Neferhor le miró de manera extraña.

—La guerra civil es inevitable, me temo —musitó el escriba.

—El cielo se despejará antes de que la tormenta se cierna sobre Kemet, mas tú debes permanecer atento a cuanto ocurra en Retenu. Allí tiene Nakhmin acantonadas parte de sus tropas, y es preciso que por el momento continúen en sus posiciones, ¿me entiendes?

—El hijo de Ay ya habrá enviado sus correos.

—Lo sé. Por eso es necesario que tú mandes nuevos mensajeros con noticias contradictorias. Los oficiales jamás acudirán en ayuda de un general derrotado.

—Comprendo.

—De nada valdrán ya las ambigüedades. Durante muchos años los infames cortesanos han utilizado un doble juego para proteger su codicia, y ahora deben decantarse pues la espada no entiende de vaguedades.

—Se trata de un golpe de Estado —murmuró Neferhor como para sí.

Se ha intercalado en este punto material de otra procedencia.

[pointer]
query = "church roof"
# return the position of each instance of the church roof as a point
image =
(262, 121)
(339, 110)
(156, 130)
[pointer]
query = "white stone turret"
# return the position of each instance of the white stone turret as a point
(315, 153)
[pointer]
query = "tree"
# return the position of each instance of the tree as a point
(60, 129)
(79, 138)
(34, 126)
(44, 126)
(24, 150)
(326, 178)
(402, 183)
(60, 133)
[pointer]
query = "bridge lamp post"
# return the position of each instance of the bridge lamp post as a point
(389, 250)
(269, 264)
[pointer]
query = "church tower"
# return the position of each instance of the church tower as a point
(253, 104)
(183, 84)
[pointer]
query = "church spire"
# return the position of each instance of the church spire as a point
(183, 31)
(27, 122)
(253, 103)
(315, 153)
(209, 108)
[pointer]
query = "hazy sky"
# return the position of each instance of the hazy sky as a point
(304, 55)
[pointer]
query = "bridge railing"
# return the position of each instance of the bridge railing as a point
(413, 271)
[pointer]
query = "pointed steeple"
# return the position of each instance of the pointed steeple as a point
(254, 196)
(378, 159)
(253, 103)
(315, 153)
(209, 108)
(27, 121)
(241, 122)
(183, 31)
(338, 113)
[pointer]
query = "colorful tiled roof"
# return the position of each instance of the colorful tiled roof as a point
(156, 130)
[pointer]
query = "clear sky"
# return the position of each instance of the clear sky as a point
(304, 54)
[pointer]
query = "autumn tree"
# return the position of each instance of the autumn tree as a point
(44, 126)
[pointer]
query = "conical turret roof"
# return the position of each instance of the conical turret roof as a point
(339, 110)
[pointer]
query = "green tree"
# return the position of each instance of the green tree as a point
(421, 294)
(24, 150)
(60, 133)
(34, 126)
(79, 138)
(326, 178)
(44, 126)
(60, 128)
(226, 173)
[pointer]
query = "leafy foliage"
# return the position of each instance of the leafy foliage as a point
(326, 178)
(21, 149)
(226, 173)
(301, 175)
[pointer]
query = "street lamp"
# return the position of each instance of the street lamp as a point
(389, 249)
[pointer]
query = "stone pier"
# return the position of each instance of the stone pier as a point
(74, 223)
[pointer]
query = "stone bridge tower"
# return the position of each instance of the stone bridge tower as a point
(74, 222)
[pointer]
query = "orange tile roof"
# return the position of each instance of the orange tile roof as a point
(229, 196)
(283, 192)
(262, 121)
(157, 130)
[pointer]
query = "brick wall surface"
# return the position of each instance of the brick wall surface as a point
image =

—En toda regla —confirmó el general—. Es el momento de darlo.

—Nakhmin posee numerosas tropas en Tebas. Soldados que le siguen desde hace años.

Horemheb sonrió de nuevo.

—Veremos a quién obedecen cuando me vean aparecer al frente de mis divisiones. La lealtad es como una puta. Sabe hacia dónde dirigirse cuando el oro la ciega.

Neferhor suspiró.

—Hoy mismo ordenaré que se envíen despachos a Retenu. Confía en mi buen juicio, Horemheb.

Este soltó una carcajada.

—No conozco ninguno mejor —dijo el general antes de despedirse de su amigo—. Hoy Set regresa a la Tierra Negra para dar fe de su poder. Su ira es como el fuego que todo lo purifica. Esta vez arrasará Kemet para que sus raíces queden libres de todo cisma. Asistirás al acto final de la infamia.